Canadá avança em uma lei contra o ódio que coloca em questão a liberdade religiosa

Canadá avança em uma lei contra o ódio que coloca em questão a liberdade religiosa

O Parlamento canadense aprovou uma nova legislação contra o “discurso de ódio” que gerou uma forte preocupação entre líderes cristãos e defensores da liberdade religiosa, diante do risco de que possa ser utilizada para limitar a expressão de crenças baseadas no ensino bíblico.

No passado 25 de março, a Câmara dos Comuns deu luz verde ao projeto de lei C-9 —denominado oficialmente Combatting Hate Act— por 186 votos a favor e 137 contra, após um processo legislativo acelerado que reduziu o tempo de debate

Uma reforma penal de amplo alcance

A iniciativa, apresentada pelo governo canadense em setembro de 2025, busca reforçar a resposta penal frente aos delitos de ódio. Entre outras medidas, introduz novas infrações no Código Penal e amplia as ferramentas legais para sancionar condutas como a intimidação ou o bloqueio do acesso a lugares de culto, escolas ou centros comunitários.

O texto também tipifica de forma mais específica a promoção deliberada do ódio contra grupos identificáveis, incluindo a exibição pública de símbolos considerados terroristas ou de ódio. Além disso, elimina a necessidade de obter o consentimento prévio do procurador-geral para iniciar processos por propaganda de ódio, com o objetivo de agilizar as ações judiciais.

Segundo o governo canadense, a lei responde ao aumento de fenômenos como o antissemitismo, a islamofobia, a homofobia e a transfobia.

O ponto crítico: a eliminação da isenção religiosa

No entanto, o aspecto que suscitou maior controvérsia é a supressão da isenção religiosa atualmente prevista na legislação canadense. Até agora, o Código Penal contemplava que não constituía delito o fato de expressar, de boa fé, opiniões baseadas em textos ou crenças religiosas.

A nova redação elimina essa salvaguarda, o que, segundo críticos da norma, poderia abrir a porta para que determinadas expressões religiosas sejam objeto de denúncia se forem interpretadas como discurso de ódio.
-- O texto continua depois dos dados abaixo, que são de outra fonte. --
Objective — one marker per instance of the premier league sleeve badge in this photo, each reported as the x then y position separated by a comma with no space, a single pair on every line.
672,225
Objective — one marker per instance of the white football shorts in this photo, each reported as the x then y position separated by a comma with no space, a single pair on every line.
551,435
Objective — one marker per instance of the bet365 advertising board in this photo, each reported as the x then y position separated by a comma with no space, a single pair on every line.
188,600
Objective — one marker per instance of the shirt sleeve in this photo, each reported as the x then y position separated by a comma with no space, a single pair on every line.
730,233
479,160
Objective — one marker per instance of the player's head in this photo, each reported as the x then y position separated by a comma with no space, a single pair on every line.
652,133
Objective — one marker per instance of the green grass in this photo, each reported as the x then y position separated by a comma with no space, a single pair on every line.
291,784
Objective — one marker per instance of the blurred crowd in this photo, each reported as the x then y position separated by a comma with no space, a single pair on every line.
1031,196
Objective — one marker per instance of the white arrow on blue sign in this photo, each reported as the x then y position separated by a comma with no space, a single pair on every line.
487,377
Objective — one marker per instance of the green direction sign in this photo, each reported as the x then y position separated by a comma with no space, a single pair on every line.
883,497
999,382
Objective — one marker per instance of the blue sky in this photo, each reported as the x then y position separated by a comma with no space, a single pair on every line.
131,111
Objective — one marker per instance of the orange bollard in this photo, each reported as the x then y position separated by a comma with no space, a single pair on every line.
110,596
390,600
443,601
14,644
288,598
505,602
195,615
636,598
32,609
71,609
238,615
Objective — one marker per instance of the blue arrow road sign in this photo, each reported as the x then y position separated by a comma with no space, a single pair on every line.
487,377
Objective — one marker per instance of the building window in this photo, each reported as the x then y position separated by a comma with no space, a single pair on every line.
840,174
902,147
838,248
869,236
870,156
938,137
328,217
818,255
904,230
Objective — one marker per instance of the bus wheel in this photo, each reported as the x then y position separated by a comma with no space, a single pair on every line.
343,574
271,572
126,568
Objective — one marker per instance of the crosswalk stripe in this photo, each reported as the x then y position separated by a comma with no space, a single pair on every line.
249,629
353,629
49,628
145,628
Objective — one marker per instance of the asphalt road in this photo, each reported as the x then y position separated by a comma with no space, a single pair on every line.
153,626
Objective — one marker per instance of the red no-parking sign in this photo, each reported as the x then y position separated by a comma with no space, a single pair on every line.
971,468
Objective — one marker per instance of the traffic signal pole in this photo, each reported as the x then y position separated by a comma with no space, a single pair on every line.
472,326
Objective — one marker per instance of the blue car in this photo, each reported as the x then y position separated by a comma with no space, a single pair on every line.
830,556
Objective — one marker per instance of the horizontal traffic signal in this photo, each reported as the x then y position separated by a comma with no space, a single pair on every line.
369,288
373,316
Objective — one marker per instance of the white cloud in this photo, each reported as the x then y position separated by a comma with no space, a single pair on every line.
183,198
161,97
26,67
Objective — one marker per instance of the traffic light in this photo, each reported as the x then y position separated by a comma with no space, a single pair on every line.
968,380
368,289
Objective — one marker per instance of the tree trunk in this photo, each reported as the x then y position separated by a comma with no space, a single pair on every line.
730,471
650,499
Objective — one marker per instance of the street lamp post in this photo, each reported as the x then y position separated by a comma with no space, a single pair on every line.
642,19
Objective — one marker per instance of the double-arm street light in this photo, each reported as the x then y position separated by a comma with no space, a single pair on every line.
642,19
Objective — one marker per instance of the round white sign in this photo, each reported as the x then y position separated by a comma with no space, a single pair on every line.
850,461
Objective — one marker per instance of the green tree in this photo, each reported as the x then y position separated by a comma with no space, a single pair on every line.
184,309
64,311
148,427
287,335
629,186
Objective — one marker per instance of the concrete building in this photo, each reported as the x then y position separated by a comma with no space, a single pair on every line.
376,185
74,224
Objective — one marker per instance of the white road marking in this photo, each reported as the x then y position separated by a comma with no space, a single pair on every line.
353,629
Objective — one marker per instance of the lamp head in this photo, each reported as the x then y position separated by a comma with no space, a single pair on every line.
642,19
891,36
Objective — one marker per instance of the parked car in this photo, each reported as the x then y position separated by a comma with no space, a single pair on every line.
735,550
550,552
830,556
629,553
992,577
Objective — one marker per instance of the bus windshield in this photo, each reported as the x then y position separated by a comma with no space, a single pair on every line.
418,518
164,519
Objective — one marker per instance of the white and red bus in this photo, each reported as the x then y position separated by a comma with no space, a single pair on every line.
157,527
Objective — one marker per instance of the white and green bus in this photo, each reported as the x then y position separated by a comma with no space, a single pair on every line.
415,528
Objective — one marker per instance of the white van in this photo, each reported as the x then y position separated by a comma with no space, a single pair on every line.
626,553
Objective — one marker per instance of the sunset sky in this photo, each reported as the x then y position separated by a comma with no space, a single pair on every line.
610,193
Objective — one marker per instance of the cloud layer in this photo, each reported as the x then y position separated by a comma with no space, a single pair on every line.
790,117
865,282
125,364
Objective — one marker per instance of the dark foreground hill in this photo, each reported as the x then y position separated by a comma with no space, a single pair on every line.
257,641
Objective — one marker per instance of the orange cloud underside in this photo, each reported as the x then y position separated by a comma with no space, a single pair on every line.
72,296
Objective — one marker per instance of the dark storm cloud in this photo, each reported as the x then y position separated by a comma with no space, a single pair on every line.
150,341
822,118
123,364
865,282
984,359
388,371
Essa mudança foi chave para lograr o apoio do Bloc Québécois, permitindo ao governo liberal reunir a maioria necessária para aprovar o texto na Câmara dos Comuns.

Preocupação religiosa

Diversos líderes religiosos e organizações provida expressaram reservas semelhantes. Entre eles, o pastor David Cooke advertiu de que a lei poderia gerar um clima de maior hostilidade em relação aos crentes, ao facilitar ações legais contra aqueles que expressem ensinamentos tradicionais sobre a vida, a família ou a moral.

Também os bispos católicos do Canadá manifestaram sua preocupação, qualificando a medida como uma possível violação da liberdade religiosa.

Por sua parte, o ministro da Justiça, Sean Fraser, defendeu o projeto e assegurou que a lei não impedirá que os líderes religiosos leiam ou citem seus textos sagrados, sublinhando que a reforma inclui garantias para proteger a liberdade de expressão em contextos não delitivos.

Uma definição mais ampla e uma margem de interpretação

Outro dos elementos relevantes do texto é a introdução de uma definição legal de “ódio”, destinada a esclarecer quando uma conduta pode constituir delito. No entanto, alguns críticos consideram que essa definição poderia ser interpretada de maneira ampla, especialmente em questões sensíveis onde confluem convicções religiosas e debates sociais contemporâneos.

Embora a lei estabeleça que não serão afetadas as manifestações pacíficas nem a comunicação de informação, a eliminação da isenção religiosa levanta dúvidas sobre o alcance real dessas garantias na prática.

O Senado, última etapa do processo

O projeto de lei deverá agora ser examinado pelo Senado, onde ainda poderiam ser introduzidas modificações antes de sua aprovação definitiva. Não obstante, a composição da Câmara alta —com numerosos membros designados durante o mandato do primeiro-ministro Justin Trudeau— faz prever um cenário complexo para aqueles que buscam frear ou matizar a reforma.

O desfecho neste último órgão será determinante para avaliar até que ponto esta reforma redefine os limites da liberdade de expressão e de religião no Canadá.